Elected officials gathered in Orange County this morning to announce the start of reconstruction of a bridge damaged by Hurricane Irene in August 2011. They say the lengthy process of securing funding to get construction off the ground needs to be streamlined.
Three years after Hurricane Irene hit the Hudson Valley and destroyed the Forge Hill Bridge over Moodna Creek in New Windsor, elected officials stood in front of the site, announcing that bridge construction begins next week. Here’s Republican state Senator Bill Larkin.
“This bridge was put up in 2002, and in 2011 when it went down, there were 11,000 vehicles across this bridge every single day,” Larkin says. “So where do 11,000 vehicles go? They’re going around. It’s taking them 6-7 miles out of their way to get it done.”
He, along with Democratic Assemblyman James Skoufis, helped secure the 15 percent state share of the about $2.9 million project. Five percent comes from Orange County and 80 percent from the federal government, from Federal Emergency Management Agency funding for Hurricane Sandy, funding that can also be applied to projects post-Irene and Tropical Storm Lee.
Democratic Congressman Sean Patrick Maloney and the other elected officials praised the cooperation across party lines and different levels of government in bringing the bridge construction to fruition. Maloney says he has worked with a dozen agencies to fight red tape holding up federal investment.
“It’s been 1,093 days,” says Maloney. “I have dealt personally with seven different agencies to get this moving. I personally raised this with the head of the FHA at a hearing in Washington.”

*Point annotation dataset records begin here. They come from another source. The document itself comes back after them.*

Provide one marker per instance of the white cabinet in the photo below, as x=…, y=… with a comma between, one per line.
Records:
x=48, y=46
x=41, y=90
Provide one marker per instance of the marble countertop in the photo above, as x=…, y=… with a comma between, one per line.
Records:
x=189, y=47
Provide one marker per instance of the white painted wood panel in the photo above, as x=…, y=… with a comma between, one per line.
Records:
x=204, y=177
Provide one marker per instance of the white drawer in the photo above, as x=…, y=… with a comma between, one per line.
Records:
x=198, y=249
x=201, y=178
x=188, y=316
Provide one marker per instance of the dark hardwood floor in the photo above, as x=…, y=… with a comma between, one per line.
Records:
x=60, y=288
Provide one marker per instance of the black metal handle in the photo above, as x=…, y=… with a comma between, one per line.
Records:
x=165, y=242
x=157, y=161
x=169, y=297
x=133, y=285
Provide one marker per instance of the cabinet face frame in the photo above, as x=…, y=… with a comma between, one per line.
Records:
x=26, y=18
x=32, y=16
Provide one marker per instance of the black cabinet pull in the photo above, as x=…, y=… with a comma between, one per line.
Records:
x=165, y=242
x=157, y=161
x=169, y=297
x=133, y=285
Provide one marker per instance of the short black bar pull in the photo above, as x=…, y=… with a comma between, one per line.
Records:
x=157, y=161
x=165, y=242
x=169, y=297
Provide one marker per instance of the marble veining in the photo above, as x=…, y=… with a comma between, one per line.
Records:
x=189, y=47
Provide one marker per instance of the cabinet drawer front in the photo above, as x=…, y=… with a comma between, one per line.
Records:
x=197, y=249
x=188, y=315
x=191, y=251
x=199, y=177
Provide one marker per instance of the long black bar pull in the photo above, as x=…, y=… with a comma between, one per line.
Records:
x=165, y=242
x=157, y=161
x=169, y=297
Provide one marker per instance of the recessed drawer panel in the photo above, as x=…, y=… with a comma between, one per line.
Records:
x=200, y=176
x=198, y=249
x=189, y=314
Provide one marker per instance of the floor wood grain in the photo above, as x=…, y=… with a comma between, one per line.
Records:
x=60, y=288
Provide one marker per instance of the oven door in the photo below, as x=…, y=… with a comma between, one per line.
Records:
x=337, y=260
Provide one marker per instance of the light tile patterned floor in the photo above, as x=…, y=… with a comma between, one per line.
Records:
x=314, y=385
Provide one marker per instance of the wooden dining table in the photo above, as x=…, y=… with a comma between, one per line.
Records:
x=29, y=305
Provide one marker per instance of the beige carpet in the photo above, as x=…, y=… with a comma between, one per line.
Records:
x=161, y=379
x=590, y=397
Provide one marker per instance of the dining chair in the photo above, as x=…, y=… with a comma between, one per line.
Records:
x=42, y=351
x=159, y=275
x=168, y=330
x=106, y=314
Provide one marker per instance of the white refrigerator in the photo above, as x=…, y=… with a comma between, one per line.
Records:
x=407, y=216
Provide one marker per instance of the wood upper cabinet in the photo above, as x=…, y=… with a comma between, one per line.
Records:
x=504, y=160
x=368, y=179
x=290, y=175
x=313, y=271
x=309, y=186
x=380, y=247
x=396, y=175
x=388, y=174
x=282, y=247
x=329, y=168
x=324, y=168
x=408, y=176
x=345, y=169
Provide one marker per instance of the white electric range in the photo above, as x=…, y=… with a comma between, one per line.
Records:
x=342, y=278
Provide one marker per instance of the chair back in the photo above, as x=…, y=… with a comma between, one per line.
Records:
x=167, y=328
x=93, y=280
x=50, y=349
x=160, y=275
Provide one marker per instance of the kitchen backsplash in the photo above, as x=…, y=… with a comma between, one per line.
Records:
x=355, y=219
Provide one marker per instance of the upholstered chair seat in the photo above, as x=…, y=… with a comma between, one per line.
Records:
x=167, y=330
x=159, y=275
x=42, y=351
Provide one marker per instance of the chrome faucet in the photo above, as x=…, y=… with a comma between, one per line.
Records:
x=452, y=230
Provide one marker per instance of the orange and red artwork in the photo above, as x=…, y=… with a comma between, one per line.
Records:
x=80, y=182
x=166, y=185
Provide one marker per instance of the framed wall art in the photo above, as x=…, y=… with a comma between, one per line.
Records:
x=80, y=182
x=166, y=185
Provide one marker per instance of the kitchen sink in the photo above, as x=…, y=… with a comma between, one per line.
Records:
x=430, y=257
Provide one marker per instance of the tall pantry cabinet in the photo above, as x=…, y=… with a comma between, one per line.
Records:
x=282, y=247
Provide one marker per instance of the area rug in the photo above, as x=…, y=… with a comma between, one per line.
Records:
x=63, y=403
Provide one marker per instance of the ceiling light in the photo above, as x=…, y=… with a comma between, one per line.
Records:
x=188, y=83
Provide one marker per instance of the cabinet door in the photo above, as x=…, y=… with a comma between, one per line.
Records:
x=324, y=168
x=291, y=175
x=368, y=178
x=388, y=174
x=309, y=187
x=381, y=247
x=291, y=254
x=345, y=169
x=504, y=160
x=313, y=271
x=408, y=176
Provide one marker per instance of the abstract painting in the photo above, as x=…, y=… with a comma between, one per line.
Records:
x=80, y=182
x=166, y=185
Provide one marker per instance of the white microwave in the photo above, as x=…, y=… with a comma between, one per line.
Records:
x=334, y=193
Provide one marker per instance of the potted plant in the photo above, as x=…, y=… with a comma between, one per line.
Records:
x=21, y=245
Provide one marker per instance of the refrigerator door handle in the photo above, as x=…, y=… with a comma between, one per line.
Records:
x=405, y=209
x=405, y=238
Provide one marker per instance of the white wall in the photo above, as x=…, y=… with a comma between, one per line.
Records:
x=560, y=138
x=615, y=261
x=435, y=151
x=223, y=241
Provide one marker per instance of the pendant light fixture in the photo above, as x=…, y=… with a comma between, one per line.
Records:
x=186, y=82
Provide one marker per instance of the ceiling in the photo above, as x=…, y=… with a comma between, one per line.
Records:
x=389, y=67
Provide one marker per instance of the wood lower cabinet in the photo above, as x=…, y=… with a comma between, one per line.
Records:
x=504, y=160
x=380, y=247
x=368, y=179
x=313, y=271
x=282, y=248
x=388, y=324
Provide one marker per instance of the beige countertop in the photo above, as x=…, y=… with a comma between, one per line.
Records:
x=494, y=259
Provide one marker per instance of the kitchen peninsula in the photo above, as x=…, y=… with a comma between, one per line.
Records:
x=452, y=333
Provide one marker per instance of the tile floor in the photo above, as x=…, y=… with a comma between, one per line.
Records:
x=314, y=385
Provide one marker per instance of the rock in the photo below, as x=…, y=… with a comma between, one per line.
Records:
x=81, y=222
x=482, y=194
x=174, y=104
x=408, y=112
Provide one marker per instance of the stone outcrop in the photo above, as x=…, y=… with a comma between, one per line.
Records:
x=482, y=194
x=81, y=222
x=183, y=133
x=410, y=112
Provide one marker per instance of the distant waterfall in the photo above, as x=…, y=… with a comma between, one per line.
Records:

He says he also spoke with the U.S. Army Corps of Engineers commanding general and ascertained that bridges are built much more quickly in Afghanistan and elsewhere abroad.
“So the fact is we are doing projects like this, under fire, all around the world and yet in our own country, after a disaster, it literally takes the repeated action of a United States congressman working with a county executive and a great state senator and an assemblymen and local elected officials a-thousand days to get a two-lane bridge replaced. That’s completely unacceptable. It should not take this long,” says Maloney. “The federal agencies need to get their act together and get this moving faster. We celebrate a real milestone today. This is a result.”
A result, he says, that should have been reached much sooner.
“It is an occasion to realize that in our country these things take way too long and we need to prioritize our dollars,” says Maloney. “We need to get this bureaucracy streamlined so that we can build bridges again, and not just ones that are destroyed by hurricanes, but by ones that we need to grow our economy.”
Republican Orange County Executive Steve Neuhaus says reconstructing the Forge Hill Bridge will help industrial and commercial businesses and cut down on inconvenience for residents. The span is critical for traveling from Route 94 to Route 9W, both state routes.
“We had an emergency drill yesterday. We spent it at the 9-1-1 center for about 8 hours dealing with the worst possible scenarios that could happen in Orange County,” Neuhaus says. “9W was an incident where they brought up a hypothetical accident coming there and shutting down the road. What do you do now when the other road has no bridge.”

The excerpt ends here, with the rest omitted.